After a busy week—work, late nights, and live performances—I can easily say that last Friday, I was feeling pretty mangled. It was my sister’s birthday, and I had just remembered I’d forgotten her card as I arrived noticeably flustered for my appointment at Hydra Floatation Spa Reykjavík. This frenetic energy would soon, quite literally, float away.
Unique Regenerative Possibilities
Hydra Flot is a floatation spa featuring ‘floatation tanks’ (also known as ‘sensory deprivation chambers’) which offer the ultimate relaxation experience. All too often, our short attention spans are divided between a myriad of distractions, be it ever-present social media, Netflix, podcasts, the news, or even just that obnoxious tourist from London speaking too loudly at the pool. An hour in a floatation tank completely removes you from external distractions, offering your brain and body the ultimate regenerative holiday.
The floatation tank was created in the 1950s by quirky scientist John C. Lilly, who would spend a great deal of time exploring the realms of human consciousness under the conditions of sensory deprivation. (He also attempted to create a language solely for humans and dolphins to communicate in, but that’s an entirely different story).
Opening the Pod into a New World
I arrive slightly nervous about the experience. I am one of those people who has a podcast on while falling asleep. I’m a terrible fidget, and I’ve never had much luck with meditation. The idea of spending an hour purely with my thoughts is a little intimidating, but Ryan Patrekur, the visionary behind the business, immediately puts me at ease with his warm, relaxed demeanour as he introduces me to my pod for the next hour.
I get my first look at the tank.
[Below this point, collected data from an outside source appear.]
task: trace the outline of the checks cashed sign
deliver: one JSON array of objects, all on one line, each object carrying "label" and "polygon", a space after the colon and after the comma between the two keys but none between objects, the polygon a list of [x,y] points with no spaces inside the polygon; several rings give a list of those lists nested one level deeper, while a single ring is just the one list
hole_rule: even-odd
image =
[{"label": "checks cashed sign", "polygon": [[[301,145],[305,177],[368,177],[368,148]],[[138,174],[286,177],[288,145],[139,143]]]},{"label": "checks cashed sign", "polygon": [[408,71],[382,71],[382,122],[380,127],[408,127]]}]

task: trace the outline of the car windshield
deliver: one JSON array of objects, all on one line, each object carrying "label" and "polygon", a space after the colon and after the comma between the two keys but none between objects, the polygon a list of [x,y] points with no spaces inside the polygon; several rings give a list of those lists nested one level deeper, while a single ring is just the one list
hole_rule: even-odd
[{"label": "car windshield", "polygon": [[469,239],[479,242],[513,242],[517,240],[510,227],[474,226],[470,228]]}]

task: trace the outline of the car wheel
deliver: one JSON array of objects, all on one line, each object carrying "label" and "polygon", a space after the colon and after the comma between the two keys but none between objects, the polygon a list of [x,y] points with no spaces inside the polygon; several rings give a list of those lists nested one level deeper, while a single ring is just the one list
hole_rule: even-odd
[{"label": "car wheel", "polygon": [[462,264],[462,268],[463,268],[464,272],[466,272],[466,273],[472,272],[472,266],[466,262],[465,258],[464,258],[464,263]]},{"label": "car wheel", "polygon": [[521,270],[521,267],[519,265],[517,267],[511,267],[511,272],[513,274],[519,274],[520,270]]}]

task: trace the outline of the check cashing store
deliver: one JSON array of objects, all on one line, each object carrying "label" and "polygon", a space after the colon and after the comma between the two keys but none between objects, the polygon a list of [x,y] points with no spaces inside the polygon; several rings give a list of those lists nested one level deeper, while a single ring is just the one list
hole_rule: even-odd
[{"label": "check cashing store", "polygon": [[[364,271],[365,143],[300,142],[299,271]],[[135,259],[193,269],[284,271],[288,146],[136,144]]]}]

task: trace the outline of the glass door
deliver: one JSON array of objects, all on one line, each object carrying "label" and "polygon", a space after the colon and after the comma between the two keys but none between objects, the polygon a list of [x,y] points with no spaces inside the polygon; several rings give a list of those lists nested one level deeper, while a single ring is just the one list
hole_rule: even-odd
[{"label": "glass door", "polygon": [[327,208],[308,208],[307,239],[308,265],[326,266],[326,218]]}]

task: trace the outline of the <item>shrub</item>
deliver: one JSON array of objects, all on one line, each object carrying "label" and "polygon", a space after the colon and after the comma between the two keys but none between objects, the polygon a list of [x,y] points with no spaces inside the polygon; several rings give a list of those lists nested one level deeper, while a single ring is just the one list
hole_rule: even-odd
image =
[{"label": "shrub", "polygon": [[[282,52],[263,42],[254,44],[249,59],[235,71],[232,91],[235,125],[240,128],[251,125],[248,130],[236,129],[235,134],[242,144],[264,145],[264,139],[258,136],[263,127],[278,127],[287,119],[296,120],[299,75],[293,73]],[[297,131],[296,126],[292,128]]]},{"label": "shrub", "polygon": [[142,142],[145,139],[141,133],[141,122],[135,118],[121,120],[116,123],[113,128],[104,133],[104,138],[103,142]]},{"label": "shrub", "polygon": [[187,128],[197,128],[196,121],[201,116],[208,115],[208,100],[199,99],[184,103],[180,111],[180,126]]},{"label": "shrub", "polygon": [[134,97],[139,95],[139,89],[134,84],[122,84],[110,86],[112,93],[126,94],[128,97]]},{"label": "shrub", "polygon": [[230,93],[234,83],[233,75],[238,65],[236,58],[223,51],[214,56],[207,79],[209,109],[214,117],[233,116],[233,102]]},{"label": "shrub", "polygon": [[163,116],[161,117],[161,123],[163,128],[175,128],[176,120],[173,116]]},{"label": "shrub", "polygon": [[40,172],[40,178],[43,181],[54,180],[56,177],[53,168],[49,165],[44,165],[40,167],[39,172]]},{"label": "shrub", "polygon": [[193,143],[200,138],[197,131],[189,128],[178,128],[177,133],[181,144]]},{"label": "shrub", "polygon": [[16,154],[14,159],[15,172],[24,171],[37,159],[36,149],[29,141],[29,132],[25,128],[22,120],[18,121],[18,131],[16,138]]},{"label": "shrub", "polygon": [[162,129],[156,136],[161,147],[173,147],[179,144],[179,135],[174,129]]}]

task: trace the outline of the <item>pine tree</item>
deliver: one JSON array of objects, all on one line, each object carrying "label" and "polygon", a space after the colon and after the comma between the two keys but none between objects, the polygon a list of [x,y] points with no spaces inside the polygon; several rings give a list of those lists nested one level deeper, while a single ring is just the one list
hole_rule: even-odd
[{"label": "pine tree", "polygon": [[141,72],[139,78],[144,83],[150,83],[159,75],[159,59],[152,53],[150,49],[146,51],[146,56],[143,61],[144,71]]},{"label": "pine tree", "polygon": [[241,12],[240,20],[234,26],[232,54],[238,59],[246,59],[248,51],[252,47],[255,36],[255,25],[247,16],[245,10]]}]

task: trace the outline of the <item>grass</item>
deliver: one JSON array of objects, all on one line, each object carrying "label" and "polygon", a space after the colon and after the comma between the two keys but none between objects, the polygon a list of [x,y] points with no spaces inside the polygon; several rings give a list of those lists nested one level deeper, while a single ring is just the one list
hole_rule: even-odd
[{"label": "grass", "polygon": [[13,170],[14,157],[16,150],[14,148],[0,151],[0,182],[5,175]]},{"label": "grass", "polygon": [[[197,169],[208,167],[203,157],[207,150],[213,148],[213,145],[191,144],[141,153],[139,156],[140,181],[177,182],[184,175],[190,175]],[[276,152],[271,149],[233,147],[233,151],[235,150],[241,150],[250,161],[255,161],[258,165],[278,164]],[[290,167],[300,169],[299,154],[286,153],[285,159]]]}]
It’s far bigger than I had expected, which immediately quells the claustrophobic nagging in the back of my mind. After a thorough introduction to the treatment, I shower and get into the tank.
As soon as I lie down, I immediately rise to the surface with a buoyancy that can only be described as the physical embodiment of pure glee. After experimenting with lying on both my front and back, I settle on my back. I rest my head and neck on a floating, foam neck cushion and wait with mild trepidation for the lights to go out.
I needn’t have been worried. What I experience is a unique and tranquilising episode that I want to repeat as soon as possible. Once the brain gets used to the complete absence of unconscious processes, it either relaxes or goes into play mode. I encounter a bit of both.
I don’t quite manage to relinquish my body to the water and “become God,” as Joe Rogan describes it. Fusing with the water and existing purely as consciousness does sound appealing, though, and I am sure I could work up to it after a few regular sessions. I certainly felt a high degree of peace. I found that, if I had my eyes open, I could make out fractal visuals, and I almost felt as though I were on a conveyor belt. The level of relaxation is remarkable, and I found that my brain quietly rested while I was still awake and alert.
The Promise of a Private Place to Recharge
Time melts away; before I knew it, the lights were back on.
I shower and meet again with Ryan to have a chat. He explains that he started the business with the goal of offering people an authentic experience, independent of weather and season. An additional benefit of the therapy in Iceland is that you are floating in some of the purest tap water in the world, a luxury not available in most countries.
The experience is popular among cabin crews after long flights as well as travellers (especially red-eye passengers). An hour in the tank has the same restorative effect as sleeping up to eight hours, and it’s a great way to spend 90 minutes while you’re waiting to check into a hotel or unwinding after a long day’s hike or tour.
An hour in the tank has the same restorative effect as sleeping up to eight hours.
Regular customers include athletes, performers, and artists. There is also a niche contingent, the pregnant clientele, who for obvious reasons treasure the weightless encounter more than most. Although there are no proven health benefits to floatation therapy, there have been countless testimonials to its efficacy at relieving stress and tension. My experience bears this out: on the evening of my float, I enjoyed some of the best sleep I can remember, which could be due to the high levels of magnesium in Epsom salts.
Hydro Flot offers refreshment by way of regeneration, yet also holds promise for a private space where you can tackle creative blocks — or merely let the mind play and see where it takes you.